Juru Bicara Penanganan Korona COVID-19, Achmad Yurianto, menjelaskan ada dua alasan kenapa orang tersebut tidak terdeteksi di bandara.
"Pertama, bisa jadi karena belum ada gejala, dan belum melalui masa inkubasi," tutur dia di Kantor Staf Presiden (KSP).
"Lalu yang berikutnya apakah karena dia minum obat, seperti obat penurun panas sehingga tidak terdeteksi," tambah dia.

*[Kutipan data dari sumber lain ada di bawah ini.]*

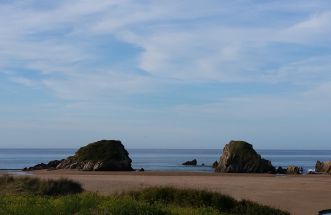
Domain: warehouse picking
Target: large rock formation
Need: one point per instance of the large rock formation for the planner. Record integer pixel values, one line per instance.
(240, 157)
(324, 167)
(50, 165)
(104, 155)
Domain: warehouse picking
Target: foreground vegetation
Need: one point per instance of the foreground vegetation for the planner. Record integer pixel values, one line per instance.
(17, 197)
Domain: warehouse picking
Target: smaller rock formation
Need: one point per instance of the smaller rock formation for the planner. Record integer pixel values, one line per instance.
(190, 163)
(215, 164)
(323, 167)
(240, 157)
(293, 170)
(281, 170)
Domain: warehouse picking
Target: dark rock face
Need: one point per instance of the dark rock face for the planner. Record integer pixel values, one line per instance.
(190, 163)
(281, 170)
(293, 170)
(51, 165)
(240, 157)
(215, 164)
(104, 155)
(323, 167)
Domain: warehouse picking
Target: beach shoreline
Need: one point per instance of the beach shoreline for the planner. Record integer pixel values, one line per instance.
(298, 194)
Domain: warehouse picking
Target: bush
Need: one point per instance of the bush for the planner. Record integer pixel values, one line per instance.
(30, 185)
(17, 196)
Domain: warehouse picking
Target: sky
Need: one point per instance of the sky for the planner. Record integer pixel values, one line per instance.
(166, 73)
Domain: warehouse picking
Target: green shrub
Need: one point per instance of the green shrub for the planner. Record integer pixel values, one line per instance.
(17, 197)
(186, 197)
(31, 185)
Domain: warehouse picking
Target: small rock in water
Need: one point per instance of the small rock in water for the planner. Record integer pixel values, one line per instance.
(323, 167)
(240, 157)
(191, 163)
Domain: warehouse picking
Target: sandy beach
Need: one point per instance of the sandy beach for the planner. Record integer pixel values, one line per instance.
(300, 195)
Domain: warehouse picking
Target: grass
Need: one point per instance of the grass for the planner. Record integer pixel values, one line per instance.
(150, 201)
(35, 186)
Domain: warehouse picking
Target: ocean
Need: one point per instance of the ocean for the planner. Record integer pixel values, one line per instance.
(164, 159)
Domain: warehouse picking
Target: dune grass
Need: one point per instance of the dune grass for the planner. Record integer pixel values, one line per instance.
(24, 196)
(35, 186)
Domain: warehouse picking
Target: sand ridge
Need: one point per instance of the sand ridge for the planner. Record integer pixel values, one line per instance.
(300, 195)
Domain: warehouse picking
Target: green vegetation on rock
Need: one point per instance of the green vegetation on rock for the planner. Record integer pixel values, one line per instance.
(240, 157)
(102, 150)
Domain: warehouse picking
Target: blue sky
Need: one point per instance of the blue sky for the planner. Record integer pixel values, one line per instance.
(165, 74)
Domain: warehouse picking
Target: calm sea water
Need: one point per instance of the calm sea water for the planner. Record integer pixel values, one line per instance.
(164, 159)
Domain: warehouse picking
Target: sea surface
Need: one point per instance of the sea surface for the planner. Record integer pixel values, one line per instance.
(164, 159)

Oleh karena itu, pemerintah pun menerapkan prosedur pencegahan penyebaran virus korona meliputi melengkapi Kartu General Declaration (Gendec), melaporkan penumpang yang dicurigai terpapar karena virus corona, memberikan kartu kewaspadaan (alert card). "Karena itu tracing penting, karena kebanyakan menular dari jarak dekat." tutur dia.
Sebelumnya, Kementerian Perhubungan (Kemenhub) telah membuat Komite FAL (Fasilitasi) Nasional guna meningkatkan koordinasi stakeholder penerbangan untuk memastikan telah menjalankan pengawasan sesuai prosedur.
Pengawasan dilakukan untuk mencegah masuknya virus korona ke Indonesia melalui Bandara dan Pelabuhan Internasional telah dilakukan secara optimal sesuai prosedur yang ditetapkan oleh Kementerian Kesehatan melalui Kantor Kesehatan Pelabuhan (KKP) yang ada di Bandara maupun Pelabuhan.
Prosedur pencegahan penyebaran virus korona meliputi melengkapi Kartu General Declaration (Gendec), melaporkan penumpang yang dicurigai terpapar karena virus corona, memberikan kartu kewaspadaan (alert card) sebelum kedatangan dengan memastikan penumpang melakukan pelaporan kepada petugas kesehatan di bandara, serta memberikan pengumuman di dalam pesawat.